To be a bit more clear, I understand that the relay queue's up the metrics if an endpoint is down. I also understand that such a feature defeats the purpose of consistent hashing. But, dropped metrics after a queue reaches it's capacity is a bigger problem then the metrics ending up on the wrong node.
if you want non-deliverable data to be delivered to a random node, then you just have to use a non-consistent hash, which fails over. any_of
is such cluster type, which uses fnv1a hash (same as fnv1a_ch hash distribution) but when a destination is unavailable, the contents is offloaded to other servers (thus, any of the servers).
Aha, that's exactly what I needed. I didn't know any_of
used the fnv1a hash (I guess I should have tested this). Anyways, tested this and it works exactly as I wanted. Thanks for the help.
It is (not that many words) in the CLUSTERS section of the README. It mentions that it attempts to consistently deliver, but not that it uses fnv1a. I didn't document that because I wanted to keep the freedom to change this in the future. :)
Slight inconvenience with this, posting here for posterity.
While it does seem to use fnv1a, the order is out of sorts and, hence, does not play well with buckytools. So after a failover, once a node does come back up, a rebalance will be really difficult.
fyi @grobian
Yes, that's the exact reason for consistent hashing.
So, I might be missing something here. What exactly do you want to see happening on node failure, and how do you think that should be resolved afterwards?
@grobian Apologies for not being clear.
I perfectly understand the randomness after the failover. The problem is that even before the failover the metrics are out of order.

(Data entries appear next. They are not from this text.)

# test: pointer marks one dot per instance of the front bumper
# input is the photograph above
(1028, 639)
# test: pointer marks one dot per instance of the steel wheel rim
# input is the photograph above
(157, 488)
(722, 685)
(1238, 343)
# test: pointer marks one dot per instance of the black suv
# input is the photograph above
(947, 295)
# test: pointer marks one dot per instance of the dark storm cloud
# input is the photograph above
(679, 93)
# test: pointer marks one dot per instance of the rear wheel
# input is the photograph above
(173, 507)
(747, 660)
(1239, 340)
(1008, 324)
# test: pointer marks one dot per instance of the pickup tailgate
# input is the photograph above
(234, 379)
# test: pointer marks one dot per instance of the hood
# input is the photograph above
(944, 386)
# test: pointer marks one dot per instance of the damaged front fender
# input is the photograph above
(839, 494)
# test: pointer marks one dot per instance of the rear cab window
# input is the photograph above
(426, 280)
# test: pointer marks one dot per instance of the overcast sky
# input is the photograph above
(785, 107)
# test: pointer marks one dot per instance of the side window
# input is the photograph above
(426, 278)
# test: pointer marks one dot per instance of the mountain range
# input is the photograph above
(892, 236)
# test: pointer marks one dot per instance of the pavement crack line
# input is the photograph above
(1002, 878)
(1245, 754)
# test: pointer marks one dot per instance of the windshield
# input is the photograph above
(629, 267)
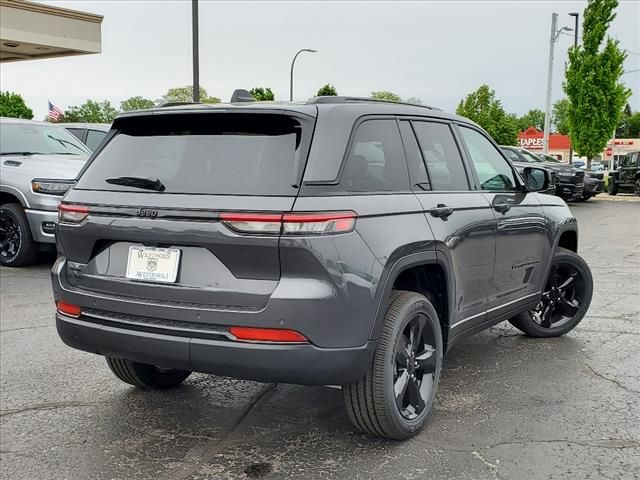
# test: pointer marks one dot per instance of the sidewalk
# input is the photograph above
(621, 197)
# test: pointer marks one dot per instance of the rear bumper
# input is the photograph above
(293, 363)
(42, 225)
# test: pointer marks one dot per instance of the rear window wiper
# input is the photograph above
(137, 182)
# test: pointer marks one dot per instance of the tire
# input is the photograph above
(563, 305)
(17, 248)
(145, 376)
(371, 402)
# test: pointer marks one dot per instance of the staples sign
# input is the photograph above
(530, 142)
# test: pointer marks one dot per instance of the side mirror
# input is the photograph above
(536, 179)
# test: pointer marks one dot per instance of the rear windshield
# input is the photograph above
(36, 138)
(221, 154)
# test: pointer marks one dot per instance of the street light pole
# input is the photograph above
(555, 33)
(547, 110)
(196, 56)
(576, 16)
(292, 65)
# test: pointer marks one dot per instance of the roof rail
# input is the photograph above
(175, 104)
(342, 99)
(241, 96)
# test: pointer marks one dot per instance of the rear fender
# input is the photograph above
(391, 273)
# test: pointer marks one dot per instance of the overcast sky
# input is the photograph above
(435, 51)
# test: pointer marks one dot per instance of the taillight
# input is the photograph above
(72, 213)
(318, 223)
(68, 309)
(322, 223)
(266, 223)
(274, 335)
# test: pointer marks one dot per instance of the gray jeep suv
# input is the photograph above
(335, 242)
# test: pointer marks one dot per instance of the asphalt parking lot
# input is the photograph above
(508, 407)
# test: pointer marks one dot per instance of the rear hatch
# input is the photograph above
(144, 219)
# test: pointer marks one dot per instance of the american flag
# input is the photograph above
(54, 113)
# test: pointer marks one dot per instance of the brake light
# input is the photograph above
(275, 335)
(68, 309)
(319, 223)
(267, 223)
(322, 223)
(72, 213)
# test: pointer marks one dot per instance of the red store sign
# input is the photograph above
(531, 139)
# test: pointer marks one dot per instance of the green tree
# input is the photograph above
(560, 116)
(622, 130)
(12, 105)
(486, 110)
(185, 94)
(327, 90)
(91, 111)
(533, 118)
(634, 125)
(262, 94)
(385, 95)
(592, 82)
(136, 103)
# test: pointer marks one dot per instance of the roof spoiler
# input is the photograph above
(242, 96)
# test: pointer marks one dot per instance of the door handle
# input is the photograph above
(441, 211)
(502, 207)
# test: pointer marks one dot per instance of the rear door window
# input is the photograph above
(376, 159)
(442, 157)
(223, 154)
(513, 156)
(494, 172)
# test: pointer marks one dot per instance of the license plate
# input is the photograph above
(153, 264)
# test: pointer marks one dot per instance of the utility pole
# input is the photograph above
(196, 56)
(547, 111)
(293, 64)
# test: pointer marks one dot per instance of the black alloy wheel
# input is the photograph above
(564, 301)
(415, 367)
(396, 395)
(562, 298)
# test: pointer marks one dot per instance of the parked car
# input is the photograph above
(569, 181)
(338, 242)
(38, 162)
(91, 134)
(627, 176)
(593, 179)
(545, 157)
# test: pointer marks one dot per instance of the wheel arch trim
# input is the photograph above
(391, 274)
(16, 193)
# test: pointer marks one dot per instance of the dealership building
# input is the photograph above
(30, 31)
(531, 139)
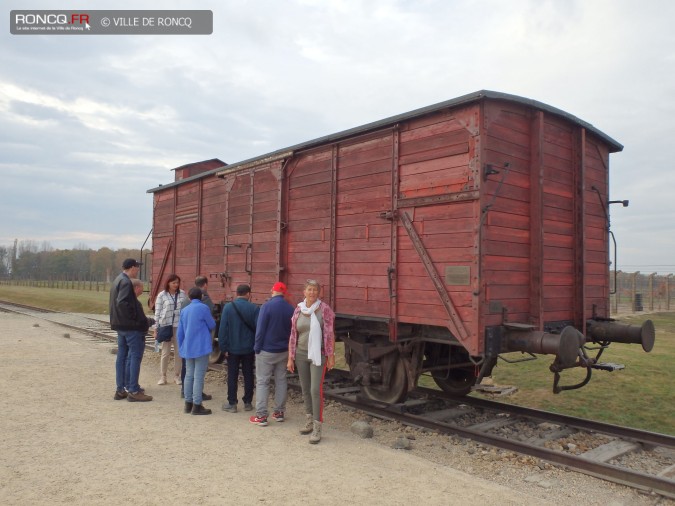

Consider this, 3 nodes, 3 metrics:
cluster graphite
fnv1a_ch replication 1
<IP-A>:2003=a
<IP-B>:2003=b
<IP-C>:2003=c
;
Results in,
node a
/mnt/whisper/cg/host-2/metric-2.wsp
/mnt/whisper/cg/host-3/metric-1.wsp
node b
/mnt/whisper/cg/host-2/metric-3.wsp
/mnt/whisper/cg/host-3/metric-3.wsp
/mnt/whisper/cg/host-1/metric-1.wsp
node c
/mnt/whisper/cg/host-2/metric-1.wsp
/mnt/whisper/cg/host-3/metric-2.wsp
/mnt/whisper/cg/host-1/metric-3.wsp
/mnt/whisper/cg/host-1/metric-2.wsp
But this:
cluster graphite
any_of
<IP-A>:2003=a
<IP-B>:2003=b
<IP-C>:2003=c
;
Results in
node a
/mnt/whisper/cg/host-2/metric-3.wsp
/mnt/whisper/cg/host-3/metric-2.wsp
/mnt/whisper/cg/host-1/metric-1.wsp
/mnt/whisper/cg/host-1/metric-2.wsp
node b
/mnt/whisper/cg/host-2/metric-1.wsp
/mnt/whisper/cg/host-3/metric-1.wsp
node c
/mnt/whisper/cg/host-2/metric-2.wsp
/mnt/whisper/cg/host-3/metric-3.wsp
/mnt/whisper/cg/host-1/metric-3.wsp
Buckytools complains about this second distribution
<IP-B>:4242: cg.host-2.metric-1
<IP-B>:4242: cg.host-3.metric-1
<IP-A>:4242: cg.host-1.metric-1
<IP-A>:4242: cg.host-1.metric-2
<IP-A>:4242: cg.host-2.metric-3
<IP-A>:4242: cg.host-3.metric-2
<IP-C>:4242: cg.host-2.metric-2
<IP-C>:4242: cg.host-3.metric-3
Under ideal conditions (i.e. before any failover has taken place), shouldn't the metrics distribution match the fnv1a_ch cluster?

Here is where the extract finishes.